In short, I reverted back to my original approach to cycling: a refuge, a way to have fun, get fresh air, elevate my heart rate, and explore some new places around me. My (lack of a) schedule allowed me to ride almost solely outdoors over the winter. I rode without a power meter or heart-rate monitor, and tried to spend as little time as possible on pavement. It was just fun. I crashed a bunch of times, got better at handling my bike, sometimes I pedaled really hard, and sometimes I didn’t pedal at all. It got me out of the house, and I was excited to get on my bike every single time I did. I didn’t compete against a single person, and hardly even went after Strava segments because it was usually -5° with snow on the ground. But I had so much fun.
Now, decent weather is rolling around and this is typically the time of year when Ontario road (and gravel) racing is getting into full swing. That’s all still on hold for now, and I don’t really have anything on the calendar by way of a goal or target - which is fine. I get on my bike because I want to. I ride hard or do intervals because it’s rewarding. I still make time to ride off-road, sometimes hard, sometimes easy, just as long as it’s fun.
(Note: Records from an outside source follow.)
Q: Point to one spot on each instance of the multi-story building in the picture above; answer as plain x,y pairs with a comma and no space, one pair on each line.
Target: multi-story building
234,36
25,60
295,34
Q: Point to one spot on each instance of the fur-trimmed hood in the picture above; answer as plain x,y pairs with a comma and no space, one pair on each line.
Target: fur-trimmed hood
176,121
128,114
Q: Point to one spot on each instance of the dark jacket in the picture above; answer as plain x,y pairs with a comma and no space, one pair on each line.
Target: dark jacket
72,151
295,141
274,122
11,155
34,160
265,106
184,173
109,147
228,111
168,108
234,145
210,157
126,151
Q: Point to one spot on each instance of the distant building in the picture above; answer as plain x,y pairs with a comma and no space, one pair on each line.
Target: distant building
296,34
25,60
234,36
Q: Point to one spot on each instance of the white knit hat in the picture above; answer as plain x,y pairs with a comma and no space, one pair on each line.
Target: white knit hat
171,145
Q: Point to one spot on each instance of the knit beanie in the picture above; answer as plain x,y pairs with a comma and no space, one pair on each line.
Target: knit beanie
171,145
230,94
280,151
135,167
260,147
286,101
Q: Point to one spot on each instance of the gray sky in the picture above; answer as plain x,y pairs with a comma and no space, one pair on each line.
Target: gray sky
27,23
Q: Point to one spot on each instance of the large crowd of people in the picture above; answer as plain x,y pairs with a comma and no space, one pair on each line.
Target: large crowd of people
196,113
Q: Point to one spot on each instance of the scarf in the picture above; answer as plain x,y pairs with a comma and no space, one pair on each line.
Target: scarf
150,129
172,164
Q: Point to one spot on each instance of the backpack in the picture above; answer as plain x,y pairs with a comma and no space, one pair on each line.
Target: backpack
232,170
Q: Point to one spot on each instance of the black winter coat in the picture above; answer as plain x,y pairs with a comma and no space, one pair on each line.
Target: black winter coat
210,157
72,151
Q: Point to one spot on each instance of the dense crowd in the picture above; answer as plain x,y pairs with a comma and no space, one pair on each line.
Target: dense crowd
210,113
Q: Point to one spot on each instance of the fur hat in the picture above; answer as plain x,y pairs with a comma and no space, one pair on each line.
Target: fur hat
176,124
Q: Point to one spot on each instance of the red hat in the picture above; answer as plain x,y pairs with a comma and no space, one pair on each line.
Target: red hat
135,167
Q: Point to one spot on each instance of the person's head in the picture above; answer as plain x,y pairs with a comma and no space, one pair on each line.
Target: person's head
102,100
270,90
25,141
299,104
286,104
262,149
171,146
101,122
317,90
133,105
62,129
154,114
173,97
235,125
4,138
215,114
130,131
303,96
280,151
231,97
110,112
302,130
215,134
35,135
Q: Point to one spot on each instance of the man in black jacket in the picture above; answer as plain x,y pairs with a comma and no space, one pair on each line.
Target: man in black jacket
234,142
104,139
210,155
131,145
In terms of motivation, the biggest thing for me is having a group of friends to ride with. Whether that be side by side on the road, or just keeping in touch virtually. Lately, I’ve been doing some hard paceline efforts with Jeremy and Mike, and it really brings back that feeling of racing. We push each other hard, and get the best out of each other. Once the effort is done, there’s a bit of that “post-race euphoria” feeling - which is hard to come by these days. Don’t tell them this, but I train hard on my own so that I don’t get dropped by those guys.
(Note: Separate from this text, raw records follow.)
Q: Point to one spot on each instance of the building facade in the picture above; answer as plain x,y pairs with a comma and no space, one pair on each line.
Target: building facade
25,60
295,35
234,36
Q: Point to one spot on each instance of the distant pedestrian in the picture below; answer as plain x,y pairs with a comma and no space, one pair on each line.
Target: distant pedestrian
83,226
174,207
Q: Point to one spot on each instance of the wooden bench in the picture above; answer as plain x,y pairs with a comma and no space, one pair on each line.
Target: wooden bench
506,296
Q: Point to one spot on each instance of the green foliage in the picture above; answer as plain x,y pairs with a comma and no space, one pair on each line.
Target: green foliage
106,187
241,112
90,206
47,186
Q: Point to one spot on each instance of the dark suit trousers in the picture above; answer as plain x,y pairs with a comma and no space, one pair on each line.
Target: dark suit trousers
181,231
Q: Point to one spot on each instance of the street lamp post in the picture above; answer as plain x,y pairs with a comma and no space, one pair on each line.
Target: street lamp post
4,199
But contrary to that, Strava is a big help for my motivation - and not in the way of just blasting up a hill for a 30 second KOM. I can see my friends in all different places doing hard rides, and it inspires me to do the same. I’ll check the weather app, see rain in the forecast, and get discouraged from riding. But then I’ll see that Tim McClure did 3 hours outside that morning and I can’t let him get a competitive advantage over me, so I go out and ride. Keep your friends close, but your enemies… just follow them on Strava. It’s a great way to siphon some motivation from others, and they’ll never know it even happened. Unless you write a blog about it.
This is just what’s been working for me in this ongoing limbo period of bike racing. Lots of people are seeing great success with virtual training, or taking on other sports and activities, or just taking time off the bike altogether. The best solution is what works for you. In the meantime, cross your fingers that we can pin on some race numbers before another season is lost completely. I’m feeling pretty hopeful at this point, and I’m motivated enough to hopefully survive that first bike race.